Contents

Method

RegistryEnumerateUserValues

ModuleNativeServices
LibraryCore
Action

Get all registry values under a given key for every user under HKU.

Parameters

Subkey (string): The registry key to look for.

All values both directly under this key and all its subkeys are fetched.

Return values

Name (string): Full location of the value being retrieved.

ValueType (string): "REG_DWORD" etc. as appropriate.
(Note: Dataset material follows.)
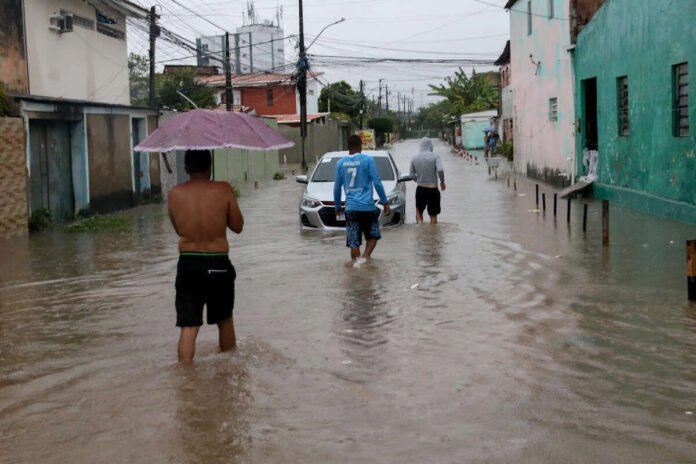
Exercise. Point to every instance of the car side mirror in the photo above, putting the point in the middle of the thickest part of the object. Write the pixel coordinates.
(405, 178)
Value (string): The actual value of an appropriate type, converted to a string if not one already.

Sid (string): SID the value was found under.

Username (string): Domain\Username of the aforementioned SID.

Example
 NativeServices.RegistryEnumerateUserValues(Subkey:"Control Panel\\Accessibility\\MouseKeys");
Platforms
  • Windows
Notes

REG_NONE keys are not supported.

From v4.1, REG_MULTI_SZ values are displayed with a '|' between each string; up to v4.0 only the first string was displayed.

There is a limit of 8192 values being returned. This limit applies to all users in total, not per user. This is currently not changeable.

If information is retrieved from the .DEFAULT key or a _Classes key, the Username will be reported as "Unknown". It is possible to determine the owner of a _Classes key from the SID that precedes it (which will have a correct Username).

Registry values of type REG_EXPAND_SZ are not expanded, so for example the variable with Name "TEMP" in the subkey "ENVIRONMENT" usually has a value of "%USERPROFILE%\AppData\Local\Temp". This is because the Tachyon Agent does not have sufficient privilege to impersonate user accounts for security reasons.

Warning

This method may attempt to call AD to translate a SID to a username.